Let’s troubleshoot a bit more, first clean up the previous deployment:
$ kubectl delete -f https://raw.githubusercontent.com/gleamingthekube/troubleshooting-kubernetes/main/multicontainer-pod.yaml
Go ahead and create a new deployment to troubelshoot.
$ kubectl apply -f https://raw.githubusercontent.com/gleamingthekube/troubleshooting-kubernetes/main/multicontainer-pod-bad-cmd.yaml
If we follow the pod output here we will see the below.
$ kubectl get pod -w
NAME READY STATUS RESTARTS AGE
multicontainer-54456d7cb4-gbhlc 1/2 RunContainerError 1 16s
multicontainer-54456d7cb4-gbhlc 1/2 CrashLoopBackOff 1 21s
Since we never reached a running state we can assume something is wrong with one of the containers. So again, application logs won’t be relevant here. Take a look at the pod events to see if we can find anything wrong.
$ kubectl describe pod multicontainer-54456d7cb4-gbhlc | grep Events: -A20
Events:
Type Reason Age From Message
---- ------ ---- ---- -------
Normal Scheduled <unknown> Successfully assigned default/multicontainer-54456d7cb4-gbhlc to docker-desktop
Normal Pulling 117s kubelet, docker-desktop Pulling image "nginx"

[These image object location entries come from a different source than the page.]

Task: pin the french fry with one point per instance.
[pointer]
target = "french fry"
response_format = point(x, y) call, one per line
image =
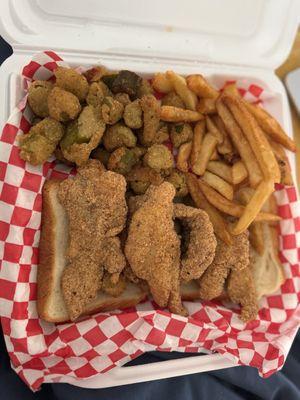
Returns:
point(206, 106)
point(161, 83)
point(229, 207)
point(271, 126)
point(241, 144)
point(221, 186)
point(207, 148)
point(283, 163)
point(261, 194)
point(225, 147)
point(221, 169)
point(232, 90)
point(239, 172)
point(219, 224)
point(175, 114)
point(255, 136)
point(212, 128)
point(256, 237)
point(199, 85)
point(183, 156)
point(199, 131)
point(180, 86)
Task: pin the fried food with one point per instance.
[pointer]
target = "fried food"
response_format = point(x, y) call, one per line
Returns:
point(133, 115)
point(153, 248)
point(140, 178)
point(201, 240)
point(178, 180)
point(82, 136)
point(96, 94)
point(39, 143)
point(158, 157)
point(181, 133)
point(111, 110)
point(38, 97)
point(71, 81)
point(95, 204)
point(151, 115)
point(227, 258)
point(63, 106)
point(118, 135)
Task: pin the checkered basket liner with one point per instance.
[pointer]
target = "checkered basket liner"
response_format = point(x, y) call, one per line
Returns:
point(44, 352)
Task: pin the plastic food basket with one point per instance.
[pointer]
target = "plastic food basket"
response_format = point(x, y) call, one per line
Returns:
point(231, 39)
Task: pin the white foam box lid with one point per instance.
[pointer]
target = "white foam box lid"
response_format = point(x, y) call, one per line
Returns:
point(230, 39)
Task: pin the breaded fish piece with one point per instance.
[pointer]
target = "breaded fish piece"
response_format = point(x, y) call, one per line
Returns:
point(235, 257)
point(96, 207)
point(201, 241)
point(153, 247)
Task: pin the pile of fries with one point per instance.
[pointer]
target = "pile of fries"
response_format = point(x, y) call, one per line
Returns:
point(236, 154)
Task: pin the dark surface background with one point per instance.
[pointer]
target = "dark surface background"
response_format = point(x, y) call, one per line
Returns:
point(231, 384)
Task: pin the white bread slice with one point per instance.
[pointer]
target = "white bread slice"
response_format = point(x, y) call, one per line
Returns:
point(53, 245)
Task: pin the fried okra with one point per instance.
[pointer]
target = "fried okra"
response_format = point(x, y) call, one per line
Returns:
point(158, 157)
point(122, 160)
point(38, 97)
point(111, 110)
point(118, 135)
point(133, 115)
point(40, 142)
point(63, 106)
point(96, 94)
point(82, 136)
point(70, 80)
point(181, 133)
point(178, 180)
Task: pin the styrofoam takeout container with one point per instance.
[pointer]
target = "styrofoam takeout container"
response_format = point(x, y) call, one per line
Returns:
point(223, 40)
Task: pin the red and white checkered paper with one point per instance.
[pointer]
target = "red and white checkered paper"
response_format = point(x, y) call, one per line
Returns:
point(44, 352)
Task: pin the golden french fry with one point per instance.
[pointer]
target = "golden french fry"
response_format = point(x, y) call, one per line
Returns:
point(212, 128)
point(199, 131)
point(221, 169)
point(255, 136)
point(183, 156)
point(199, 85)
point(229, 207)
point(215, 156)
point(161, 83)
point(232, 90)
point(241, 144)
point(175, 114)
point(220, 226)
point(225, 147)
point(283, 163)
point(206, 106)
point(271, 126)
point(217, 183)
point(180, 86)
point(261, 194)
point(239, 172)
point(207, 148)
point(256, 237)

Normal Started 116s kubelet, docker-desktop Started container nginx
Normal Pulled 116s kubelet, docker-desktop Successfully pulled image "nginx" in 847.3296ms
Normal Created 116s kubelet, docker-desktop Created container nginx
Warning BackOff 44s (x4 over 113s) kubelet, docker-desktop Back-off restarting failed container
Normal Pulled 24s (x5 over 117s) kubelet, docker-desktop Container image "busybox:1.34.0" already present on machine
Normal Created 23s (x5 over 117s) kubelet, docker-desktop Created container busybox
Warning Failed 12s (x5 over 117s) kubelet, docker-desktop Error: failed to start container "busybox": Error response from daemon: OCI runtime create failed: container_linux.go:380: starting container process caused: exec: "fake": executable file not found in $PATH: unknown
Note the warning about the busybox container. Here we see that the command we are attempting to run in the container does not exist. We will need to either update to use the correct command or rebuild our image to make sure the command referenced is included.